Premièrement, Airbnb n’est pas un agent immobilier mais un simple intermédiaire digital (« un service de la société de l’information »). La directive sur le commerce électronique garantit une liberté de circulation aux services de la société d’information au sein de l’Union européenne. À ce titre, elle n’aurait pas besoin de licence pour mettre des hôtes et des occupants en relation.
Deuxièmement, selon Airbnb, la loi Hoguet, qui impose aux agents immobiliers actifs en France, aurait dû être notifiée à la Commission européenne car elle crée une barrière à la circulation des agents immobiliers au sein de l’Union européenne.

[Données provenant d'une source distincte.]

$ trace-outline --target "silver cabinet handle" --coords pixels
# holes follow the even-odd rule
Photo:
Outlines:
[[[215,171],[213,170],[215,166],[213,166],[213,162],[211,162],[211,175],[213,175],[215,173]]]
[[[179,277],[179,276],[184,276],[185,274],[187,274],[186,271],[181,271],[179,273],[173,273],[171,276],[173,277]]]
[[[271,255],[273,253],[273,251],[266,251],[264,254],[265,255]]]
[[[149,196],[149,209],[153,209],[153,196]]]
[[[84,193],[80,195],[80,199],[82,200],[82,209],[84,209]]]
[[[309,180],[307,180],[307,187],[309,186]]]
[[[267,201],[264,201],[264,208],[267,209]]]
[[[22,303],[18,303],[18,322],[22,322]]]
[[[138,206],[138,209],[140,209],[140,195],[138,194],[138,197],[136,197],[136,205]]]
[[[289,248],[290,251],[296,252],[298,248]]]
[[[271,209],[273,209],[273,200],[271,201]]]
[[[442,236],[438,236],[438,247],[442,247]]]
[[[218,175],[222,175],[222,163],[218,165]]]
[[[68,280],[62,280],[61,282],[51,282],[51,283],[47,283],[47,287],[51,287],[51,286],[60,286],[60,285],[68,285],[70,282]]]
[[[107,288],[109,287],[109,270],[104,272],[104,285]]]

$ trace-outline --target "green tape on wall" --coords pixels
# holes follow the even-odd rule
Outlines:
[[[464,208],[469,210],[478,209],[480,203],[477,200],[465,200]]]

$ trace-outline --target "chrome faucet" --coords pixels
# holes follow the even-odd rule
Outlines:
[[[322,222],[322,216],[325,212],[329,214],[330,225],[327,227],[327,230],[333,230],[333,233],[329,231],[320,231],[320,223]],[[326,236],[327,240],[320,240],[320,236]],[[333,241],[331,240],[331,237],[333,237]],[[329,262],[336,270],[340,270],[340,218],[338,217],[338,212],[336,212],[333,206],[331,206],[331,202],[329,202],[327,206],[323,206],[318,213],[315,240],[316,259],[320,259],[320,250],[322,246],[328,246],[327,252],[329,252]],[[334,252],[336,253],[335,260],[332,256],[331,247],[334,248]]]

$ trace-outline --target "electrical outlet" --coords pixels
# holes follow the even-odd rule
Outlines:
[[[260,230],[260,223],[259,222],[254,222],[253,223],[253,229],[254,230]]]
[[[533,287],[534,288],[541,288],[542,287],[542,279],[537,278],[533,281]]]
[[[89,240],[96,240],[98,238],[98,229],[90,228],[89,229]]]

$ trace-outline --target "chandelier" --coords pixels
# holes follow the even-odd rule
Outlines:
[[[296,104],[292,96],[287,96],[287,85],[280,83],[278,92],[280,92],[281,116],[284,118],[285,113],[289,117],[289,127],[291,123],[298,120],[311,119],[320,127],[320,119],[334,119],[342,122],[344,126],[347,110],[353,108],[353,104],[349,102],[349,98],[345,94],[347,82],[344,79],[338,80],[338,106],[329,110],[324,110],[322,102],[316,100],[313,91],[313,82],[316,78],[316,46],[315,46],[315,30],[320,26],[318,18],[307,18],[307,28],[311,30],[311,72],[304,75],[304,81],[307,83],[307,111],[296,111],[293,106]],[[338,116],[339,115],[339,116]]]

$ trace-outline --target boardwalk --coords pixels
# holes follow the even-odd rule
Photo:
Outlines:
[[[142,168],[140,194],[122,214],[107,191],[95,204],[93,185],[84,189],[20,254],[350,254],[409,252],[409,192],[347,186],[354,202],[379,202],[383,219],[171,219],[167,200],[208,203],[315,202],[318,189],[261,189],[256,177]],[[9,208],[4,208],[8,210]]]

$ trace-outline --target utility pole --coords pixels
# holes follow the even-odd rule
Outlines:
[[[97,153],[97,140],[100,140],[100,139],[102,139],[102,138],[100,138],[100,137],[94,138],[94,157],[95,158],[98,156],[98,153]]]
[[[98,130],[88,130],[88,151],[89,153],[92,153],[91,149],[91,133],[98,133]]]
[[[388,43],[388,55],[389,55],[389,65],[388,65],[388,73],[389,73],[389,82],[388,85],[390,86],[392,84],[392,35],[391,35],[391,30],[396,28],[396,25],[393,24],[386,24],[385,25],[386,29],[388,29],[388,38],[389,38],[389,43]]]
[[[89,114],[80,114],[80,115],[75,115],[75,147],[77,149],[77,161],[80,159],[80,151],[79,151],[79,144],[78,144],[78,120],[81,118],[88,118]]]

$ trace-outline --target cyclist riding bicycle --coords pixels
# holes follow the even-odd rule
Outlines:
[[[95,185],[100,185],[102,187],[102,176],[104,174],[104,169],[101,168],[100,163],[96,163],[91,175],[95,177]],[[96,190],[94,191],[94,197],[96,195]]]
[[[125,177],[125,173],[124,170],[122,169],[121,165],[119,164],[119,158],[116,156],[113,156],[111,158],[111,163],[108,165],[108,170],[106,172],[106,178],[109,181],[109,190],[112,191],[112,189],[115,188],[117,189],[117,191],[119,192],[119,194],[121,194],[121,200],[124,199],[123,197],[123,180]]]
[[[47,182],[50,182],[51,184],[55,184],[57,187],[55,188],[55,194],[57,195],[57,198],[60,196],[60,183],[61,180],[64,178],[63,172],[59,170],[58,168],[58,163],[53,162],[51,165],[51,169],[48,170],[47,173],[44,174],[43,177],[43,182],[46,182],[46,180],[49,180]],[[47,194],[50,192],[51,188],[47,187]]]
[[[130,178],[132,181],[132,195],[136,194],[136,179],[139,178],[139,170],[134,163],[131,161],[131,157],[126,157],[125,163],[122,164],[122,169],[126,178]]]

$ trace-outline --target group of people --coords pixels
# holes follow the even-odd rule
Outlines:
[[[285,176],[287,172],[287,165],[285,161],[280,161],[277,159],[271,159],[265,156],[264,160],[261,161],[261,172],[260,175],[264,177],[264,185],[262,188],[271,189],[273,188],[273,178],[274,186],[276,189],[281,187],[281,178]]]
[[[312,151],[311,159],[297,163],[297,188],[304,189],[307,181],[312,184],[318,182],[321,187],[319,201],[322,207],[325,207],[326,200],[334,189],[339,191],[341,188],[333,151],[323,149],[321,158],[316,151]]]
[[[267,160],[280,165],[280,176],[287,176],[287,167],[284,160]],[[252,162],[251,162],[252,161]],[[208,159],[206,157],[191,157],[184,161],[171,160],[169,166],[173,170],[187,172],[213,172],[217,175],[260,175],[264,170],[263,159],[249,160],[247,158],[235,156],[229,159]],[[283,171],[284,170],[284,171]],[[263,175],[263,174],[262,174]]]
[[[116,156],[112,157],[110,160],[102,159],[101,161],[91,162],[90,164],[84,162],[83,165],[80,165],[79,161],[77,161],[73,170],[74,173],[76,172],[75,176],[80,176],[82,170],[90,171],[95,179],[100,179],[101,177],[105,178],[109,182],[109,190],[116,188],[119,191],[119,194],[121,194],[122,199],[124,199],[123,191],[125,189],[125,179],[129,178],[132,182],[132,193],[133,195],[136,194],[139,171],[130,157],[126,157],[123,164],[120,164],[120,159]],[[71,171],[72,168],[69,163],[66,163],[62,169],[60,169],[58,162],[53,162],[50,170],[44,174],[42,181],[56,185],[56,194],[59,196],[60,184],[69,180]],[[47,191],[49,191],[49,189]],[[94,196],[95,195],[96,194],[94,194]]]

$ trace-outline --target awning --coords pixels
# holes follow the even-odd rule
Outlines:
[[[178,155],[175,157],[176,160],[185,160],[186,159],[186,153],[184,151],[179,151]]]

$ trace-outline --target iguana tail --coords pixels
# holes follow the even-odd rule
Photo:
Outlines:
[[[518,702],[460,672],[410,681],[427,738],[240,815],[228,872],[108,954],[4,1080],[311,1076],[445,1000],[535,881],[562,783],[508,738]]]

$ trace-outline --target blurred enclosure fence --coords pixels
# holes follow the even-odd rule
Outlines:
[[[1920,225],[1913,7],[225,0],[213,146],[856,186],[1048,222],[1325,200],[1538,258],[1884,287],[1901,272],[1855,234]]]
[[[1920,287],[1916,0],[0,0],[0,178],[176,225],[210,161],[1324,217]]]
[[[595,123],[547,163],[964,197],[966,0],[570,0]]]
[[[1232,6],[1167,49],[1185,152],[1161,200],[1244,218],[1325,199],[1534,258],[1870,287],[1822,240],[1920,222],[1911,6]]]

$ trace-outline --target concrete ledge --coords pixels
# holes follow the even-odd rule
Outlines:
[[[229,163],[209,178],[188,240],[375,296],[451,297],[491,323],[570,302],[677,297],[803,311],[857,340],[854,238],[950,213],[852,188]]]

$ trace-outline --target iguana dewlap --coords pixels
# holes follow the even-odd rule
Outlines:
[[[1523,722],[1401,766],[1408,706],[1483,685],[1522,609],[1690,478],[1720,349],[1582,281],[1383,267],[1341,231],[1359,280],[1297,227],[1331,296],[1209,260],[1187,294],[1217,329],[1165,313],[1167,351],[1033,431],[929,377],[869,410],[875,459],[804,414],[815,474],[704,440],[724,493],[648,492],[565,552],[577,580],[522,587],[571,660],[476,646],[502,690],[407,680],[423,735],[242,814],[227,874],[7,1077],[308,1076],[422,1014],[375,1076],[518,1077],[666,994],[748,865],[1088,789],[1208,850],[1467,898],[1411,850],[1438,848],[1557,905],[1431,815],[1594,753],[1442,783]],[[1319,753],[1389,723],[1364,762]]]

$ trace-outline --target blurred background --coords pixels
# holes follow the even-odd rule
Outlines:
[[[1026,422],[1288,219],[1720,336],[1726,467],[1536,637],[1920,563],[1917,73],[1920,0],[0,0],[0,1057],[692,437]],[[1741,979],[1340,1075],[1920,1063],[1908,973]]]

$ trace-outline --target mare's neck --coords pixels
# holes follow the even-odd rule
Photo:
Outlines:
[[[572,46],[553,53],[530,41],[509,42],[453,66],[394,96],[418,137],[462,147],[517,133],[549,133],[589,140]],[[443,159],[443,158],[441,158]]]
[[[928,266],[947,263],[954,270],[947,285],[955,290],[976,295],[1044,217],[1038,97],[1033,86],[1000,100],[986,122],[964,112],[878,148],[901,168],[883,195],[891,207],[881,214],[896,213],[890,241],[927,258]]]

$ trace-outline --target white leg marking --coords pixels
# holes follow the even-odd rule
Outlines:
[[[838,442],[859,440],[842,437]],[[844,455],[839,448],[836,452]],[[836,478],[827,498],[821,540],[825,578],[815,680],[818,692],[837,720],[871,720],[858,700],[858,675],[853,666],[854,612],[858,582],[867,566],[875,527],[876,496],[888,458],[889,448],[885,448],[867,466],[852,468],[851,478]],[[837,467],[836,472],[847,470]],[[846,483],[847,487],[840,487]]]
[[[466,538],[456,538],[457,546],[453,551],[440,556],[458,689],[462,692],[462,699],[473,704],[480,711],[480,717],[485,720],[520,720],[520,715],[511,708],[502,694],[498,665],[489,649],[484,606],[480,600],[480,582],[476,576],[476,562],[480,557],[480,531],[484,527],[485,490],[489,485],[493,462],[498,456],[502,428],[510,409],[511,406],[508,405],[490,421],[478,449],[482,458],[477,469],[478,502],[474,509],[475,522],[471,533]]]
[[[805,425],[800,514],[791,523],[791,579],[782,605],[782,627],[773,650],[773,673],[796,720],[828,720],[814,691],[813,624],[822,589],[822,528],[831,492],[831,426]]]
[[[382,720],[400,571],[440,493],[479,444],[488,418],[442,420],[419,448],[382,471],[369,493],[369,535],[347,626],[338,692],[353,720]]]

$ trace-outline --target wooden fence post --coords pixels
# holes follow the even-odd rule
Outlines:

Or, cette loi n’a pas été notifiée et, dès lors, il est impossible pour l’AHTOP de s’en prévaloir à l’encontre d’Airbnb.
3. Le juge français n’était pas certain de la nature des activités d’Airbnb et a donc saisi la Cour de justice de l’Union européenne de deux questions préjudicielles :
1° La définition des « services de la société de l’information » couvre-t-elle également l’activité d’intermédiation d’Airbnb ?
2° À quelle condition la loi Hoguet peut-elle être mise en œuvre ?
4. Le 19 décembre 2019, la Cour de justice a déterminé que les activités d’Airbnb ne concernent que des services de la société de l’information et non des services d’agence immobilière.
La Cour applique à cet égard les critères qu’elle avait établi précédemment dans les affaires Uber, commentées dans les articles cités plus haut (voir le point 1).
La Cour considère qu’Airbnb n’est pas indispensable à la création d’un marché des chambres occupées à court terme dans des logements de particuliers et qu’Airbnb n’a pas une influence décisive sur les transactions. Il appartient en effet aux propriétaires de fixer les tarifs, le calendrier de disponibilité, les critères de réservation et les règles de location. Les services annexes tels que (i) un service de photographie, (ii) une assurance responsabilité civile et une garantie pour les dommages et (iii) un outil d’estimation du prix du loyer ne sont pas impératifs. Ils ne sont que des accessoires et ne suffisent pas à considérer qu’Airbnb est actif dans le secteur de l’hébergement.
En outre, la Cour de justice a constaté que la loi Hoguet aurait dû être notifiée à la Commission européenne pour pouvoir être opposée à Airbnb.
Au contraire des activités d’Uber, celles d’Airbnb ont ainsi été sauvées par la Cour de justice de l’Union européenne.
5. Toutefois, le secteur hôtelier français (et d’autres pays) a marqué son désaccord avec cette décision. Il tentera ainsi de faire un lobby serré afin de protéger ses intérêts pendant le processus de révision de la directive e-commerce annoncée par la Présidente de la Commission européenne Ursula von der Leyen pour la fin de l’année 2020.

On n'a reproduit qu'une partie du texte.